Mannion, himself from County Kilkenny, recalls growing up with rumours of St Nick’s tomb at Jerpoint Park, which ignited his curiosity and a hunger for facts. “I’ve always been interested in history, of course,” he said, “and it’s led me to where I am.” Regarding the Jerpoint Park tomb’s contents, Mannion admits that without any physical evidence, “saying anything with any degree of certainty about this story is unlikely”. While some believe a relic of St Nicholas is buried there, he said that others think the grave is mismarked, and it actually contains the remains of a local priest. “You would think that when it was moved in 1839, they may have taken that opportunity to see what was exactly inside,” he wondered aloud. 

Maeve said there are no plans to dig up the tomb, and she believes there is a relic of the saint buried on that plot. “The fact that there is an effigy – a lot of work has gone into presenting a relic, so obviously people cared enough to mark this site,” she said. “You wouldn’t just put a massive carved effigy to nothing. You know, like there’s got to be something.” 

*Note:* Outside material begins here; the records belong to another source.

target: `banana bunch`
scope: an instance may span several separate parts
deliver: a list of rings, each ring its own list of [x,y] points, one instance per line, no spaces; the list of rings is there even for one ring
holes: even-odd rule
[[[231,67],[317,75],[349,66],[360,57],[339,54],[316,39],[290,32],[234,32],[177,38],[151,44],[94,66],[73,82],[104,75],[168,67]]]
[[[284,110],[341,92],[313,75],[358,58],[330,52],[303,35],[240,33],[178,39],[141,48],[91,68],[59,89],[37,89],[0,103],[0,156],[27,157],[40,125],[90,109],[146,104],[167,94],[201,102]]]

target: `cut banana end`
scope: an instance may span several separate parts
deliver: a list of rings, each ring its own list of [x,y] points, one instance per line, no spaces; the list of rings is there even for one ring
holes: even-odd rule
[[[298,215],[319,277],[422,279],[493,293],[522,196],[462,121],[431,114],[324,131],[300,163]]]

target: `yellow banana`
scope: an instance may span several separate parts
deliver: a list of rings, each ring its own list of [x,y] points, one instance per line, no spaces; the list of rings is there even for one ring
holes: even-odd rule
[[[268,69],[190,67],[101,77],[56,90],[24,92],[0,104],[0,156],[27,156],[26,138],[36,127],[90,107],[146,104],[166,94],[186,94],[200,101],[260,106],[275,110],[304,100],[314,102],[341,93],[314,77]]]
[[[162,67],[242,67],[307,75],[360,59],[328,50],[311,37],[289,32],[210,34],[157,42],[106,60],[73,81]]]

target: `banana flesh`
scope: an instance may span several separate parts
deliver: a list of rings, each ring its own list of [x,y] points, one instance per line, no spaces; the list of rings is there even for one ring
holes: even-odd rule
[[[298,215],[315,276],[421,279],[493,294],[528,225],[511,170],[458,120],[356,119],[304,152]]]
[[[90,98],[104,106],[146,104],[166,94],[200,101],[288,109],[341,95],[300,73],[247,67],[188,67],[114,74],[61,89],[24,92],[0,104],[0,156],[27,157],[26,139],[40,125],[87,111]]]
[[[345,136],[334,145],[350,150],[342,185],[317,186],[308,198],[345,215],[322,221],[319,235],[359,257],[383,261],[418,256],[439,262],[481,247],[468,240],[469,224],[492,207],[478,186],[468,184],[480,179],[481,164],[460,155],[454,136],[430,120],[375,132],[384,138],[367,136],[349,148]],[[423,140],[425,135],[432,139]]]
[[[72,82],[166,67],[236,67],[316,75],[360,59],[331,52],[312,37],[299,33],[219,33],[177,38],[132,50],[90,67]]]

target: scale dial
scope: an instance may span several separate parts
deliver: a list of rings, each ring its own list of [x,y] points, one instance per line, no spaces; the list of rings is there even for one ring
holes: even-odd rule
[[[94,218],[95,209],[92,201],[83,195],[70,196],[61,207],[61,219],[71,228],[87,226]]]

Mannion admits no one can really know what’s buried below the stone effigy without unearthing the tomb. He noted that the holy relic trade has been a problematic market for as long as people and artefacts have been deemed sacred. Body parts of saints find their way all around the world, but the only way to confirm their authenticity is by comparing DNA samples to other confirmed relics. 

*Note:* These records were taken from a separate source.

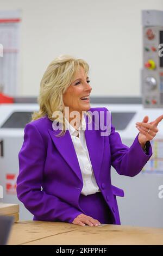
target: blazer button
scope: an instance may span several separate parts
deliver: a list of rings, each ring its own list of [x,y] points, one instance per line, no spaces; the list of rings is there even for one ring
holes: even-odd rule
[[[101,184],[101,187],[104,190],[104,188],[105,188],[105,184],[104,183],[102,183]]]

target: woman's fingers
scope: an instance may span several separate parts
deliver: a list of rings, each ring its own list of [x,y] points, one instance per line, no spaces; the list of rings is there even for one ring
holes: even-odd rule
[[[85,224],[89,226],[97,226],[101,225],[101,223],[97,220],[93,219],[92,217],[88,216],[84,214],[80,214],[73,221],[73,224],[80,225],[85,225]]]
[[[149,129],[148,128],[145,128],[145,127],[141,126],[139,127],[138,126],[136,126],[136,128],[141,128],[142,130],[143,130],[145,132],[147,132]],[[155,132],[154,132],[153,131],[150,130],[149,132],[147,133],[149,134],[150,135],[152,135],[153,136],[155,136],[156,133]]]
[[[148,129],[148,130],[151,130],[151,131],[153,131],[154,132],[157,132],[158,131],[158,129],[156,126],[154,126],[150,124],[146,124],[145,123],[136,123],[136,125],[138,126],[144,127],[145,128]]]
[[[142,128],[140,127],[137,127],[137,129],[139,130],[139,131],[142,133],[142,134],[143,134],[144,135],[145,135],[146,136],[146,137],[147,138],[147,139],[150,141],[151,139],[152,139],[153,138],[153,136],[152,136],[150,135],[150,133],[151,133],[151,131],[150,131],[149,133],[143,131],[142,130]]]

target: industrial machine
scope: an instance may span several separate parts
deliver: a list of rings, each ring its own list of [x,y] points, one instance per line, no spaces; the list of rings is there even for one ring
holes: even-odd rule
[[[116,131],[122,143],[129,147],[139,132],[135,127],[136,122],[142,121],[145,115],[149,117],[151,122],[162,114],[161,108],[149,109],[142,104],[115,103],[91,104],[91,107],[104,106],[111,112]],[[124,191],[124,197],[117,197],[123,225],[163,227],[163,198],[159,197],[159,187],[163,185],[162,121],[158,128],[159,132],[151,141],[153,155],[137,175],[120,175],[111,167],[112,185]]]
[[[3,194],[0,202],[20,204],[20,220],[32,220],[33,215],[16,195],[18,154],[23,142],[25,125],[38,108],[37,104],[0,105],[0,186]]]
[[[163,107],[163,11],[143,10],[143,104],[148,108]]]

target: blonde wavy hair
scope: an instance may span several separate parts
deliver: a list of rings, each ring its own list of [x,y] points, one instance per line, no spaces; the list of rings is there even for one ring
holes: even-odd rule
[[[41,81],[37,102],[39,112],[34,112],[32,115],[32,121],[46,115],[52,121],[57,121],[62,125],[61,132],[57,137],[64,136],[66,132],[64,118],[53,117],[55,111],[61,111],[64,116],[65,105],[62,95],[73,80],[76,71],[82,66],[87,75],[88,64],[83,59],[76,59],[67,54],[61,54],[54,59],[48,65]],[[91,116],[85,112],[91,120]]]

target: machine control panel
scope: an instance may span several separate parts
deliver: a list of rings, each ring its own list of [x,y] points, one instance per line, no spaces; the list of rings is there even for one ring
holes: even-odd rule
[[[142,22],[143,105],[145,107],[162,108],[163,11],[152,10],[143,11]]]

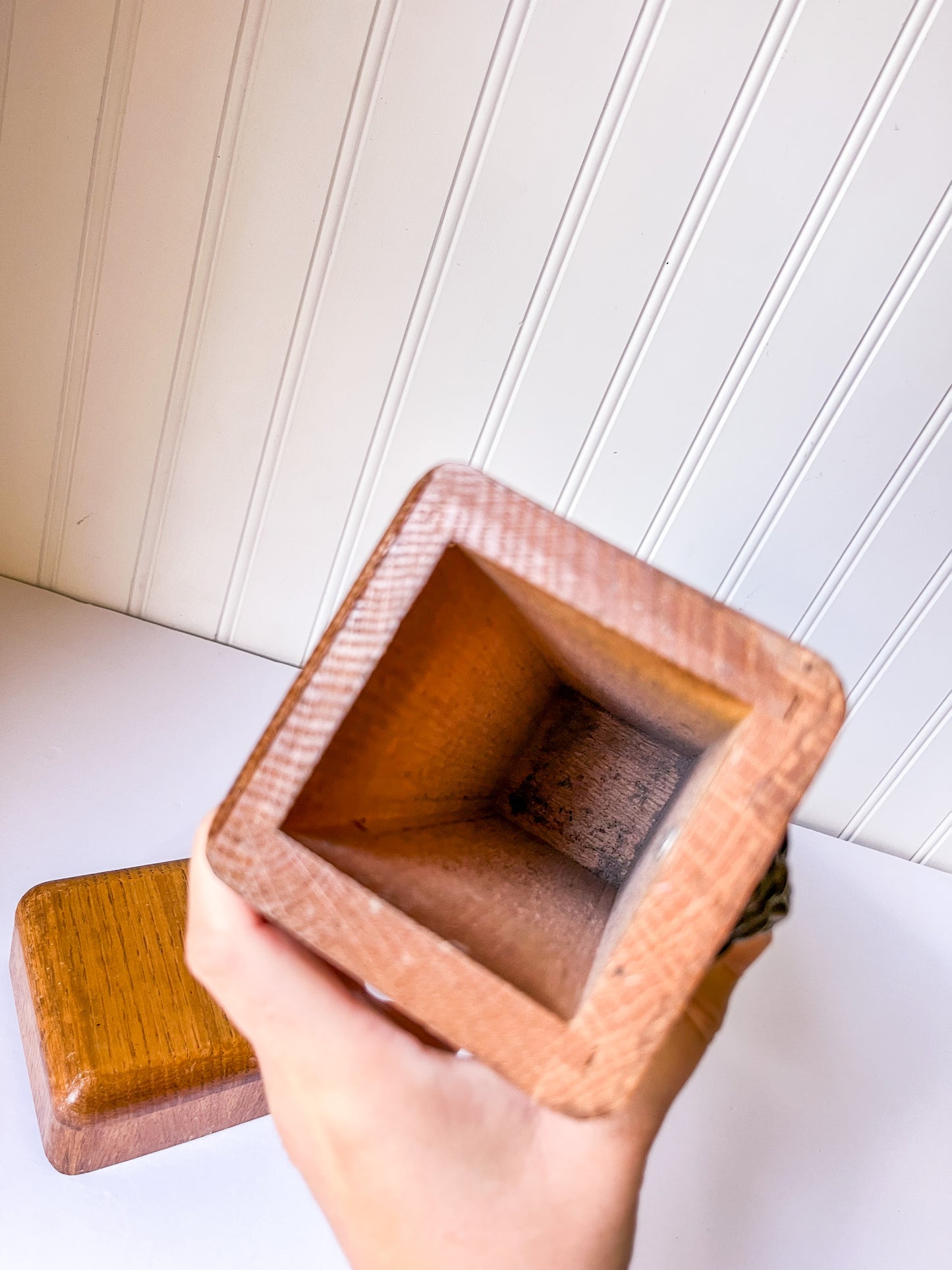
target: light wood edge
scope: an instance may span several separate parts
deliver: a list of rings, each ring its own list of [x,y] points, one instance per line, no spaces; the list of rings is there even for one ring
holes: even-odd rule
[[[75,1123],[69,1109],[63,1113],[53,1106],[33,988],[17,926],[10,947],[10,980],[43,1151],[58,1172],[93,1172],[268,1114],[260,1074],[249,1072],[159,1105],[132,1105],[98,1115],[88,1124]]]
[[[501,512],[506,514],[504,535],[496,532]],[[564,555],[559,565],[552,566],[552,554],[539,550],[539,540],[545,545],[553,535],[561,540],[562,549],[567,545],[575,552],[574,569],[566,570]],[[725,765],[730,768],[730,787],[699,799],[675,850],[646,888],[605,969],[602,987],[622,961],[626,965],[631,961],[654,964],[658,973],[622,975],[621,983],[611,983],[611,993],[607,988],[599,992],[597,986],[569,1026],[543,1011],[561,1030],[561,1041],[555,1052],[546,1043],[541,1063],[531,1062],[524,1053],[517,1054],[510,1063],[500,1048],[500,1038],[487,1038],[486,1060],[539,1101],[576,1115],[599,1114],[630,1097],[713,951],[743,911],[790,814],[840,726],[843,691],[831,668],[810,650],[471,469],[454,465],[434,469],[407,495],[354,583],[222,804],[209,838],[209,860],[216,872],[325,955],[327,945],[322,945],[322,939],[330,932],[324,913],[329,907],[326,900],[331,894],[338,897],[341,888],[347,892],[357,884],[350,879],[341,883],[343,875],[325,861],[314,872],[305,857],[317,857],[284,838],[278,826],[451,542],[589,612],[605,626],[726,692],[745,701],[757,700],[729,744]],[[607,577],[619,585],[605,587]],[[632,588],[642,597],[637,608],[619,612],[617,606],[612,610],[605,605],[605,593],[611,597]],[[704,643],[696,638],[698,624],[710,627],[711,638]],[[679,638],[685,630],[692,632],[691,639]],[[348,636],[348,646],[345,657],[338,659],[341,634]],[[743,655],[737,657],[737,650]],[[350,691],[340,691],[341,678],[350,679]],[[286,728],[292,714],[297,718]],[[758,751],[767,757],[758,761]],[[721,828],[726,817],[734,822],[732,832]],[[261,850],[265,837],[267,850]],[[242,850],[242,839],[255,842],[261,853],[249,855]],[[701,843],[704,843],[703,852]],[[288,866],[305,866],[308,875],[314,874],[325,895],[321,912],[315,906],[303,911],[294,895],[284,894],[286,884],[274,880]],[[685,890],[693,893],[698,886],[704,902],[692,906],[688,921],[679,895]],[[367,903],[368,898],[376,899],[364,892],[359,902]],[[446,942],[405,914],[400,913],[400,918],[414,930],[414,940],[428,949],[428,956]],[[376,987],[388,992],[380,979],[373,980],[358,966],[357,960],[367,965],[366,951],[348,947],[347,955],[357,960],[343,960],[341,949],[348,944],[336,923],[335,928],[335,939],[341,940],[336,947],[341,968],[371,978]],[[449,963],[454,977],[463,966],[473,965],[462,955],[451,958]],[[381,974],[376,966],[372,969]],[[498,989],[503,980],[491,978]],[[510,999],[519,1017],[542,1008],[512,986],[504,987],[522,998]],[[413,988],[407,991],[415,993]],[[463,1026],[457,1026],[461,1019],[454,1012],[457,1025],[452,1020],[439,1025],[434,1017],[435,999],[428,998],[421,1011],[400,992],[388,994],[420,1022],[442,1030],[451,1041],[472,1024],[472,1020],[462,1020]],[[611,1002],[605,999],[609,996]],[[623,1031],[632,1017],[641,1021],[638,1043],[623,1053],[616,1050],[613,1057],[599,1058],[604,1041]],[[547,1025],[547,1036],[550,1029]],[[473,1049],[471,1035],[466,1046]]]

“So, I don’t know if I’ll be able to conclusively prove if Santa is real or not in Ireland. And I wouldn’t want to,” Mannion conceded.The O'Connells believe part of St Nick is buried on their land (Credit: Carol Di Rienzo Cornwell/Alamy)

The O’Connells believe part of St Nick is buried on their land (Credit: Carol Di Rienzo Cornwell/Alamy)

Maeve, channelling the Christmas spirit, chooses to believe. And so do many of the approximate 10,000 tourists who visit the tomb of St Nicholas at Jerpoint Park annually.

Even so, Jerpoint Park certainly isn’t a big Christmas destination – it’s technically not open to the public at that time of year – but Maeve said visitors are welcome to contact Jerpoint Park directly to book private tours upon availability. For the most part, Decembers are quiet at Jerpoint Park. Maeve said she, Joe and their two children celebrate the saint with a quiet family gathering on the feast day of St Nicholas, 6 December, complete with “delicious” St Nicholas spice biscuits. At Christmas, they gather with loved ones and enjoy time together as a family. 

“I love Christmas,” Maeve said. “It’s so magical, isn’t it?”